All the skills you need in order to stay right here are the important ones. We’re developing strength of the mind, and then you use your discernment to figure out exactly what you really need in order to maintain a sense of well-being, how little you can get by with. It’s like knowing you have to move: You’ve got to sort through your possessions to figure out which ones are essential, which ones are not.

This is why monks are taught to go out into the forest every now and then. When you go out, you don’t want to go out laden down with too many things, just what’s essential. That gives you a good perspective on life. The Buddha’s teachings on discernment in general is just this sort of thing: knowing you’re going to have to leave some day, so what do you really want to take with you? That comes down to you what kind of actions you want to look back on in your life. If you want to look back on actions that are principled, inspiring, noble, then act in those ways, create those actions in your life, and develop the qualities of mind in terms of virtue, concentration, and discernment that make it easier to act in those ways.

Years back, John McPhee wrote about a time in Alaska when he was visiting a couple who were subsistence farmers in the forest there. He was embarrassed about the fact that he’d brought along a little inflatable pillow. He wasn’t a really roughing it the way they did. The wife told him, “We’re not here roughing it, we’re actually trying to smooth it out here in the rough.” This is what the practice is for us here as well. We’re trying to smooth things to makes it easier for us to behave in a way that we would admire.

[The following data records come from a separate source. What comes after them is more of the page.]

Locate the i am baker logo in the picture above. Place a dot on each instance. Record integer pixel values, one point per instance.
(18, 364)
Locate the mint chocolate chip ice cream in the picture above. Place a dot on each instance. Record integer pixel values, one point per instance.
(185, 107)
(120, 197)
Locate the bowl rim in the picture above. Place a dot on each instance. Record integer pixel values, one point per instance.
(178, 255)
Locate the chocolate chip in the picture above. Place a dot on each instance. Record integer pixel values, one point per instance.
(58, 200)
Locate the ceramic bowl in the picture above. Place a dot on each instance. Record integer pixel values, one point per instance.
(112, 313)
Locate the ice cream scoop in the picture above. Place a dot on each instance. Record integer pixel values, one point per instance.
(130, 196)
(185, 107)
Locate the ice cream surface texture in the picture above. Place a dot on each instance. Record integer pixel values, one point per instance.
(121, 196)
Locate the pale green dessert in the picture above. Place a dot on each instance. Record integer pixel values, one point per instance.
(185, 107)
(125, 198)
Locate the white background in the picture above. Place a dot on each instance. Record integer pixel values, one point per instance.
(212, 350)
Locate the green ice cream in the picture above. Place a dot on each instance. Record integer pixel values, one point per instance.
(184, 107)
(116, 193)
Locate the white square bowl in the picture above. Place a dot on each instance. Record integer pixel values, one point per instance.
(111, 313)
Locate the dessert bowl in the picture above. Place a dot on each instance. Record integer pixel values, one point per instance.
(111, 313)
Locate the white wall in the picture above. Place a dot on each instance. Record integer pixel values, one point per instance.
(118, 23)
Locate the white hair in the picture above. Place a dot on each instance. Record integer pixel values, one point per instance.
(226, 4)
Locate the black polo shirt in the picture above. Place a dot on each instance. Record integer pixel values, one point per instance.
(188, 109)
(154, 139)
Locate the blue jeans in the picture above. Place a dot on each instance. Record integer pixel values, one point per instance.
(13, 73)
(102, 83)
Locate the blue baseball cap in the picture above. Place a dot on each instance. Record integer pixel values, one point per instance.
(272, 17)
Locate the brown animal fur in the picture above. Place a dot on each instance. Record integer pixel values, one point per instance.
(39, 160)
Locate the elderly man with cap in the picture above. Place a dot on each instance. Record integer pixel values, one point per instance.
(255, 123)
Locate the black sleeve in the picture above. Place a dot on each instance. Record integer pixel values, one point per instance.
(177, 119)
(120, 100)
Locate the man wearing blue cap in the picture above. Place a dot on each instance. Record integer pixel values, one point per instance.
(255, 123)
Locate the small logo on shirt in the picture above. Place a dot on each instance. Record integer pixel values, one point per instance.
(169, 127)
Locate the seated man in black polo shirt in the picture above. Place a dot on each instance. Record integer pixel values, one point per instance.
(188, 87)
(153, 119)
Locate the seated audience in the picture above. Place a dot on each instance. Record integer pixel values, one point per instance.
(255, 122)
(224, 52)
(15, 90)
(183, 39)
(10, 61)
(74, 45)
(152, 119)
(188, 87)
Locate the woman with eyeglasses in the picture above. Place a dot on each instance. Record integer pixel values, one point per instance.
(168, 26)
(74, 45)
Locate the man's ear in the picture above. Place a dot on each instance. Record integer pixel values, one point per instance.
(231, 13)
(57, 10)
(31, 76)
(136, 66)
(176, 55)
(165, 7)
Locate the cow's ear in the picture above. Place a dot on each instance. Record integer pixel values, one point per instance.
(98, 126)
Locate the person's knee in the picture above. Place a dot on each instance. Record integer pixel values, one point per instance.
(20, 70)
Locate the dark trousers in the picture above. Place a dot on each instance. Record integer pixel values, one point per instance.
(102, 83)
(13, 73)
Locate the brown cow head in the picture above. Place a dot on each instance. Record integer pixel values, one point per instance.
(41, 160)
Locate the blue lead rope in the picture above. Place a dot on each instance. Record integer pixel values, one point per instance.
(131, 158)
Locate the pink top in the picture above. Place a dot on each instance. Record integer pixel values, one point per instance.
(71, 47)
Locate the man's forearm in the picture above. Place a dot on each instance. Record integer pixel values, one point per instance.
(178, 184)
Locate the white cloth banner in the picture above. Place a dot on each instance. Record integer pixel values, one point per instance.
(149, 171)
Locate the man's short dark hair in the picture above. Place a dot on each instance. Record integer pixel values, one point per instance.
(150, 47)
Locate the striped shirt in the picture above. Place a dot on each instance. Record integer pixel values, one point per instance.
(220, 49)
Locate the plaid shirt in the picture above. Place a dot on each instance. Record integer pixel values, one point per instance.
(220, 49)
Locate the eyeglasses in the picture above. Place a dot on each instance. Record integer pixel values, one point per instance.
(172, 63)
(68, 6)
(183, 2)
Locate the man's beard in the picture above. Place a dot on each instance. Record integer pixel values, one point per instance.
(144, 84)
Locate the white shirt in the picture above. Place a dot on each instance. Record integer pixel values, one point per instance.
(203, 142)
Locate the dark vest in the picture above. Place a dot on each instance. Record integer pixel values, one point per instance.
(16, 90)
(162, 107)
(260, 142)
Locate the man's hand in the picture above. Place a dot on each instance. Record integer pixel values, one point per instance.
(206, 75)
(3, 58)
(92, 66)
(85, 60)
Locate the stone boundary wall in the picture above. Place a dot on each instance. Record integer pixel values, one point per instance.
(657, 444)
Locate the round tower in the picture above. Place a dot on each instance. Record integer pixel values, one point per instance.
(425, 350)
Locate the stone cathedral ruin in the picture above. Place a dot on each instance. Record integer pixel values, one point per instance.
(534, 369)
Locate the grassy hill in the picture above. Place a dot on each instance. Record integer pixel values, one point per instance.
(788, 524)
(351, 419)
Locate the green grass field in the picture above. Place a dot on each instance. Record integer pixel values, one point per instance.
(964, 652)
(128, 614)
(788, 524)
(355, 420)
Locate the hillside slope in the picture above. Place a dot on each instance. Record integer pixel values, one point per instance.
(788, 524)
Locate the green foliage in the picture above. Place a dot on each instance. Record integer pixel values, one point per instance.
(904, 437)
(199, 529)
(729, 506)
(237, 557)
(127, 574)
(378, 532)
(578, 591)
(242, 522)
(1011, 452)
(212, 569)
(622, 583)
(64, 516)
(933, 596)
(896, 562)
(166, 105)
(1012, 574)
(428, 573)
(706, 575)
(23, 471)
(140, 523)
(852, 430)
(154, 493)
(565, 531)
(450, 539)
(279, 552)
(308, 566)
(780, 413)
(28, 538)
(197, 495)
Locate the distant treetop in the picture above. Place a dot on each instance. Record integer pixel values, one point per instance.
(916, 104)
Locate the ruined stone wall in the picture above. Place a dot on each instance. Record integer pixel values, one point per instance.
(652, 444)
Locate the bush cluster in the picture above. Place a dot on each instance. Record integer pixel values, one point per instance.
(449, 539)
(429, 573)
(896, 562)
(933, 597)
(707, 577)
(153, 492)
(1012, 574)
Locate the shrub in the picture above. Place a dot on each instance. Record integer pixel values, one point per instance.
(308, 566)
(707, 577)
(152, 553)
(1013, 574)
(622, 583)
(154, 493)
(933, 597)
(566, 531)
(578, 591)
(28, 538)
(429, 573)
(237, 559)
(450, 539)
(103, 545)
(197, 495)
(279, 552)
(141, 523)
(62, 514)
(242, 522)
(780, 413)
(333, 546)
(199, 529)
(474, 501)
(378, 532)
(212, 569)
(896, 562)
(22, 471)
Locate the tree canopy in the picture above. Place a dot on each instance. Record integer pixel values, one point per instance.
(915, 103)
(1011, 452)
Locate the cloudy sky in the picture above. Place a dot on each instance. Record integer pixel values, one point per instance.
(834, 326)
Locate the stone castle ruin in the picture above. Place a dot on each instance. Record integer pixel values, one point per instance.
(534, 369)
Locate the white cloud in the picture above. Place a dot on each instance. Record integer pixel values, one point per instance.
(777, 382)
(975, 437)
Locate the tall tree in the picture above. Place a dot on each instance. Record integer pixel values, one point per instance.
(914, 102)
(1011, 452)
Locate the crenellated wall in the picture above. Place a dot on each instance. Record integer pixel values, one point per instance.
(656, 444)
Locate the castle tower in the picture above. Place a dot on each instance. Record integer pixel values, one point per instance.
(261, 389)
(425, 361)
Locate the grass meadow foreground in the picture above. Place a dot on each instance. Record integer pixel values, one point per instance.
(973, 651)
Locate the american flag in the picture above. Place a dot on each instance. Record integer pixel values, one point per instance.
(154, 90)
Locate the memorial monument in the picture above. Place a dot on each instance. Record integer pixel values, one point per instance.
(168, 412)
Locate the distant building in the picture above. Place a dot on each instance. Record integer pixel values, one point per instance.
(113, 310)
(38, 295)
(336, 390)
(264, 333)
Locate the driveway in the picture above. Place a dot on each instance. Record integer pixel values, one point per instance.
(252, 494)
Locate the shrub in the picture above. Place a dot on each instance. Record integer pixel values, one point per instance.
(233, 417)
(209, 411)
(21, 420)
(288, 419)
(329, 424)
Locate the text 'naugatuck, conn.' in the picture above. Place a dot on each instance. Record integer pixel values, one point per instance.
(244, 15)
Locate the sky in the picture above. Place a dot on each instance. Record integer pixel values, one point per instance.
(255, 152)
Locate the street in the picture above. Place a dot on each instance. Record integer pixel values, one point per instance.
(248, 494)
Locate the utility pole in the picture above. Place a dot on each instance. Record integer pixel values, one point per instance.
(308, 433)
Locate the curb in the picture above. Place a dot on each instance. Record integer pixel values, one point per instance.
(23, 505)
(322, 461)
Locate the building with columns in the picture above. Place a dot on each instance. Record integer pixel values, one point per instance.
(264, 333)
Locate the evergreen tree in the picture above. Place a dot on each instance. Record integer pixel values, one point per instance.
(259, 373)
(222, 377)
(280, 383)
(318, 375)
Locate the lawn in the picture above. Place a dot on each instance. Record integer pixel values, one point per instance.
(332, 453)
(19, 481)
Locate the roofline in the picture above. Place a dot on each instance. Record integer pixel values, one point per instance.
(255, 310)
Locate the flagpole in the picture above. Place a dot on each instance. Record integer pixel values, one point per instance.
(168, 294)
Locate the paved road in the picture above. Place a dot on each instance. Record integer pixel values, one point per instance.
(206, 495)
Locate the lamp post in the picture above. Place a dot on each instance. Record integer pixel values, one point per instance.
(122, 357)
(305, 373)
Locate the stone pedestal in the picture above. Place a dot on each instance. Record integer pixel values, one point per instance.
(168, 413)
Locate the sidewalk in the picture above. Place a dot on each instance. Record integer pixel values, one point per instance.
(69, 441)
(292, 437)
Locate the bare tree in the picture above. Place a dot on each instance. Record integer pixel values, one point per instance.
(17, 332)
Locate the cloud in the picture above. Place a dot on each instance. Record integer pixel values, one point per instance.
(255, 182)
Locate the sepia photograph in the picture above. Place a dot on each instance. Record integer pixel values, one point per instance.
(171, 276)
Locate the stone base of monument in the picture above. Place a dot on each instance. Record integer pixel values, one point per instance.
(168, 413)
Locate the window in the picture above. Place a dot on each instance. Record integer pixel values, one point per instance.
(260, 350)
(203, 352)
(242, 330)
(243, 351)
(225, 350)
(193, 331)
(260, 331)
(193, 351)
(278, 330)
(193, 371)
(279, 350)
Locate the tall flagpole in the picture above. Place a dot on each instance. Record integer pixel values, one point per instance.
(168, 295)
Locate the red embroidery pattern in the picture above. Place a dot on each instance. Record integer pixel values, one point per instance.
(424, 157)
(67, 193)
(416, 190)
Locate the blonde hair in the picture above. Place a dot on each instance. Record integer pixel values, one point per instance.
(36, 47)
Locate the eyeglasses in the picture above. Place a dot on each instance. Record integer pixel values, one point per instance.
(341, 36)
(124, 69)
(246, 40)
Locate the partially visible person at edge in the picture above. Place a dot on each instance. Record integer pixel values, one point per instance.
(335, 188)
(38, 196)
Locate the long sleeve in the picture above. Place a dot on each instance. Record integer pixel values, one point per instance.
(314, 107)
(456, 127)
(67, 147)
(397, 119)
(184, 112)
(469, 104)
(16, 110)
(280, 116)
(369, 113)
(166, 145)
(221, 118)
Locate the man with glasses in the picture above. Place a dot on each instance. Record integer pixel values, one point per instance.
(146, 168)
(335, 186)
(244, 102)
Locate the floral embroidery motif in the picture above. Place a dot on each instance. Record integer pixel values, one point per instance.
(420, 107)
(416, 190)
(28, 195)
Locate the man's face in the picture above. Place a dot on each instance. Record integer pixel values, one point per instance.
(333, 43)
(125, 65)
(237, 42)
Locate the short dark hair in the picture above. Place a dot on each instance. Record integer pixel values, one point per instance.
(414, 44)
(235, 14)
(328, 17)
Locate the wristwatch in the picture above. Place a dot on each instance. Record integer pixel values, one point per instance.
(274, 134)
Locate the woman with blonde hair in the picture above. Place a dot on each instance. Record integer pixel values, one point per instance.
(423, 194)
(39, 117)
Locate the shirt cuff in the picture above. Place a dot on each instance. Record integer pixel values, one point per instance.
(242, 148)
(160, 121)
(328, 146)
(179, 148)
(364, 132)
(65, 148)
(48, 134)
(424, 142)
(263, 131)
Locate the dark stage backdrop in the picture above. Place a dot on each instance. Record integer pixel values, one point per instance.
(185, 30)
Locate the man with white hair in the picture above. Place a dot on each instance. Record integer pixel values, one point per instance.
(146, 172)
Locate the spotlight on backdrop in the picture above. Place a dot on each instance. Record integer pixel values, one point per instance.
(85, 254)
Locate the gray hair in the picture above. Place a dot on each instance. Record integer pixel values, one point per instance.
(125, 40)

Sometimes there are tough decisions, but if you develop your skills in terms of virtue, concentration, and discernment, you find it easier and easier to make those tough decisions. One of them is to pare down your sense of what you really need for your happiness, so that fewer and fewer things can threaten you. Another is to develop your strength of mind so that it can withstand the push of thoughts and emotions that would make you do or say or think unskillful things. When you’ve developed these strengths, when you’ve learned how to pare down your belongings, then you’re ready to wander in the world without being affected by the world. Then you can trust the path you’re following to take you where you really want to go.